I am passionate about improving people’s work, lives, and play through technology, especially in supporting collaboration. My PhD was in the areas of human factors and human-computer interaction, specifically in computer-supported cooperative work. I investigated ways to improve users’ awareness of each other and of the situation when they collaborate over computer systems such as digital tabletops and multi-device environments. My projects spanned different contexts including police emergency response, digital tabletop strategy games, time-critical video games, and multi-device classrooms. They resulted in academic and commercial impacts as shown through my publications, awards, and software release. Personally, I found the practical impacts I have made in the end-users’ lives to be one of the most fulfilling aspects of the projects. Thus, I decided to pursue the Health System Impact Fellowship in the hope of making practical contributions to patient safety through my expertise in human factors and computer science.

Fellowship Program of Work

My Health System Impact Fellowship is under the supervision of Dr. Patricia Trbovich (University of Toronto) and Dr. Donna McRitchie (North York General Hospital). The primary goal of the fellowship is to improve patient safety in operating rooms, which represent one of the most complex, high-risk clinical settings. Surgical cases require a team of interdependent clinicians with different roles and expertise to collaborate in an environment with uncertainty and unpredictability.  Given such a complex system of people and technology, this project aims to identify and understand factors that contribute to patient safety such as safety threats, technology, environment setup, and teamwork.
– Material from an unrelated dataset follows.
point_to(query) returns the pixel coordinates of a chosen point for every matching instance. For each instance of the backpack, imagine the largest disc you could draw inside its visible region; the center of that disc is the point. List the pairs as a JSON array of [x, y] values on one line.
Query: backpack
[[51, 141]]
Furthermore, while most of the existing research and practices focus on the negative outcomes such as accidents and errors, we would like to learn from what goes right. In operating rooms, the clinicians’ behavioural and cognitive processes are highly adaptive to the situation at hand in order to expeditiously provide adequate care to patients. By study their remarkable resiliency, this project seeks to understand clinicians’ adaptive behaviours and gain insights into the design of tools, workflow, and environment to support their ever-changing work. The lessons learned from this research will provide valuable design implications applicable beyond my host institute to operating rooms in other organizations.